# Normal play?



## vcm5 (Apr 20, 2011)

I've never had a puppy and an older dog together before, so I just wanted to get some input about what "normal" play is. How rough is too rough for the older dog to be on the puppy? How much "annoying puppy behavior" is appropriate and normal? 

I took a video of my two playing. This is pretty much the average of how they play, sometimes they are more relaxed and just lying down and pawing each other and sometimes they get a little more rough. 




Thoughts?


----------



## Bentleysmom (Aug 11, 2012)

That's not even a warm up compared to how Ky and Bentley play. When my back gets to the point that I can move I'll take a video of them so you can see it. They really look like they're trying to kill each other except for the smiles on their faces


----------



## Vhuynh2 (Feb 13, 2012)

That does not look too rough to me at all. Winston has really grown!


Sent from my iPhone using Petguide.com Free App


----------



## cubbysan (Mar 13, 2007)

Yes, they will play very rough with each other - outsiders will think they are killing each other.

My breeder did say for I think the first year to be careful of really rough play because the puppy is growing, and you don't want him hurting his joints, etc. I think it is only something you can make a call on, how rough is too rough.


----------



## vcm5 (Apr 20, 2011)

Okay, I guess I'm just not used to having two of them wrestling all the time! 

And yes, Winston is growing so fast! He is five and a half months now! He weighs about 35 pounds so he is all legs!


----------



## OutWest (Oct 6, 2011)

that looks like very nice play to me. looks like Riley is really good with Winston.


----------



## FeatherRiverSam (Aug 7, 2009)

That's nothing, as Joyce said that's barely a warm up. They're doing just fine. You've got two very well socialized happy dogs there...not a thing to worry about!

Pete


----------



## FeatherRiverSam (Aug 7, 2009)

Valerie I found this video I took with Woody "playing" with our neighbors dog..thought you might enjoy it, they're best of friends.




Pete


----------



## Sydney's Mom (May 1, 2012)

This looks like kissing compared to how rough Sydney is. 

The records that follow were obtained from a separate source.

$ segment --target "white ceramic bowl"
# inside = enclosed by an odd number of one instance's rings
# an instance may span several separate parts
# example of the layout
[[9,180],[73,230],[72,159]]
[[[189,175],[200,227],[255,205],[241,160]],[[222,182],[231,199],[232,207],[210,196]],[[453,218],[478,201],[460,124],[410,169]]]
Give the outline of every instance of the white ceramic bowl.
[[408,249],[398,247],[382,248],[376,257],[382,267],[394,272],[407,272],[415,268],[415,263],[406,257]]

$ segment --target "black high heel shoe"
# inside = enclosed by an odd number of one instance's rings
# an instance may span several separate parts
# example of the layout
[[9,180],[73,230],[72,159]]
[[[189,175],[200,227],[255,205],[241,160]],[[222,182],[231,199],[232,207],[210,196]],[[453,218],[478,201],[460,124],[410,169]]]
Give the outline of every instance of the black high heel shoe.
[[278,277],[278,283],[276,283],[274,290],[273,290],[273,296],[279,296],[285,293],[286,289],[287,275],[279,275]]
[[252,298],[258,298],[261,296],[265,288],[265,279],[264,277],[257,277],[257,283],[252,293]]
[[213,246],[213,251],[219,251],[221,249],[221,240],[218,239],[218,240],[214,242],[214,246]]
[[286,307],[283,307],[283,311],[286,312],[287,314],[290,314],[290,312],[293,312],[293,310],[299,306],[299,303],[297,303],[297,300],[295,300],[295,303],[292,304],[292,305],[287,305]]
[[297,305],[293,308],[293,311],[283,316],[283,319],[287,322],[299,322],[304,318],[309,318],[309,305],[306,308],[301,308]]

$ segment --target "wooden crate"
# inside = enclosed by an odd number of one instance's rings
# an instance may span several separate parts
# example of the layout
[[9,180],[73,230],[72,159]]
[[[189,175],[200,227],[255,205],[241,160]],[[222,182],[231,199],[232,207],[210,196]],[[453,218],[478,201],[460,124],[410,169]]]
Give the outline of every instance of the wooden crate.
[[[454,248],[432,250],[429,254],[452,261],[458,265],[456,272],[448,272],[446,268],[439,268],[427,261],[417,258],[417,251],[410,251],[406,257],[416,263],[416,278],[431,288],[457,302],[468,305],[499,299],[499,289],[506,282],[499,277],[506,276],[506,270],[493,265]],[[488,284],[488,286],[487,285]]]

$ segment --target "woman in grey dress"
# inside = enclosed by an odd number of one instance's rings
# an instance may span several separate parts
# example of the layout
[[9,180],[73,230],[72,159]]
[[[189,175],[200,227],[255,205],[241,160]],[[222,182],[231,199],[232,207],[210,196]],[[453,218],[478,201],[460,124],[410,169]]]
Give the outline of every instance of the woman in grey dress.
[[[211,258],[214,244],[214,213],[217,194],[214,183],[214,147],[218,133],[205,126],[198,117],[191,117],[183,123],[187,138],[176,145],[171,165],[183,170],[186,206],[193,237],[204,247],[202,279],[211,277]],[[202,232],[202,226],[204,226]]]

PS your yard looks muddy - my sympathies.


----------



## Sammy&Cooper (Dec 28, 2011)

that's how my two play on their more "mellow" days haha when cooper was younger its like Sammy knew when play time was too rough as she is usually pretty gentle with him to this day


Sent from my iPhone using Petguide.com Free App


----------



## Sydney's Mom (May 1, 2012)

FeatherRiverSam said:


> Valerie I found this video I took with Woody "playing" with our neighbors dog..thought you might enjoy it, they're best of friends.
> 
> 
> 
> ...


This yard is Sydey's dream.


----------



## Max's Dad (Apr 23, 2012)

That is pretty mild play. Max plays with a couple of buddies at dog park, and it can get pretty rough. His two best friends are a husky and a lab mix. They wrestle, roll around on the ground, run and knock each other over.

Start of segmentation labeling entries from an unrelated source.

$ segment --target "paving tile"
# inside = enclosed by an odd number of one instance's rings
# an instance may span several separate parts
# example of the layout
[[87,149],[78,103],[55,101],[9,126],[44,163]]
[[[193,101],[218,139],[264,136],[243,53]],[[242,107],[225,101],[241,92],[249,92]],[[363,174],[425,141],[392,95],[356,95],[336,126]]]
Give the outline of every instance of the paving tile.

Winston is getting tall! Not the little pup any more.


----------



## Bentleysmom (Aug 11, 2012)

FeatherRiverSam said:


> Valerie I found this video I took with Woody "playing" with our neighbors dog..thought you might enjoy it, they're best of friends.
> 
> 
> 
> ...


This video is so funny Pete! I love how Woody "accidently" falls so that Koda will get close enough for him to grab her leg. Smart dog


----------



## xoerika620xo (May 25, 2012)

It looks pretty normal. chester plays more rough with his pit bull friend misty. Winston has grown so big. how sweet.



FeatherRiverSam said:


>


Chester will do whatever he has to do to play in a yard like that. great video


----------



## kjohnstone82 (Sep 24, 2012)

I would say that is very gentle play to be honest, looks like they are just having fun. Poppy is extremely vocal when playing with dogs so when they are playing together it sounds like she is mauling Jasper (which she isnt) so I find myself saying 'they are just playing, honest'!
Nothing to worry about in my opinion, looks like they are getting on well together, which is great!


----------



## kjohnstone82 (Sep 24, 2012)

Oh FeatherRiverSam Jasper asks if he can move in and play with Woody ALL day!


----------



## FeatherRiverSam (Aug 7, 2009)

Woody would welcome Jasper with open arms...I'm sure it would make his day!!

Pete


----------



## kjohnstone82 (Sep 24, 2012)

*Poppy's Kind of Play*

I found this video from a couple of years ago of Poppy with one of her BFF's from our walk every morning before work. Its the perfect example of what I was saying yesterday that Poppy sounds like she is getting mauled when playing. Now believe me this is just how Poppy is she never got hurt and was never stressed out when she made these noises.:no: And would always go back for more!
Its actually the only dog she was ever submissive with as well she is a fiesty one!
She loved playing with Oscar and this was a morning occurance for them, she would also make these noises when she was trying to keep up with him when running around, they would tire each other out and then just chill together.


----------



## Gwen_Dandridge (Jul 14, 2012)

I agree. Looks super gentle and restrained to me.


----------



## Tuco (Jan 3, 2013)

It will be vicious but all long as the tails don't go between the legs and you don't hear prolonged crystal just let them play its great socialization for the puppy and can even help with training


Sent from my iPhone using Petguide.com Free App


----------



## vcm5 (Apr 20, 2011)

Pete, I can't believe I forgot to check back here - great video!! Thanks!!


----------



## FeatherRiverSam (Aug 7, 2009)

vcm5 said:


> Pete, I can't believe I forgot to check back here - great video!! Thanks!!


I was wondering if you ever saw it Valerie...I'm glad you enjoyed it.

Pete


----------



## Fella 77 (Jan 21, 2013)

What a great video! I don't think they are playing too hard at all.


----------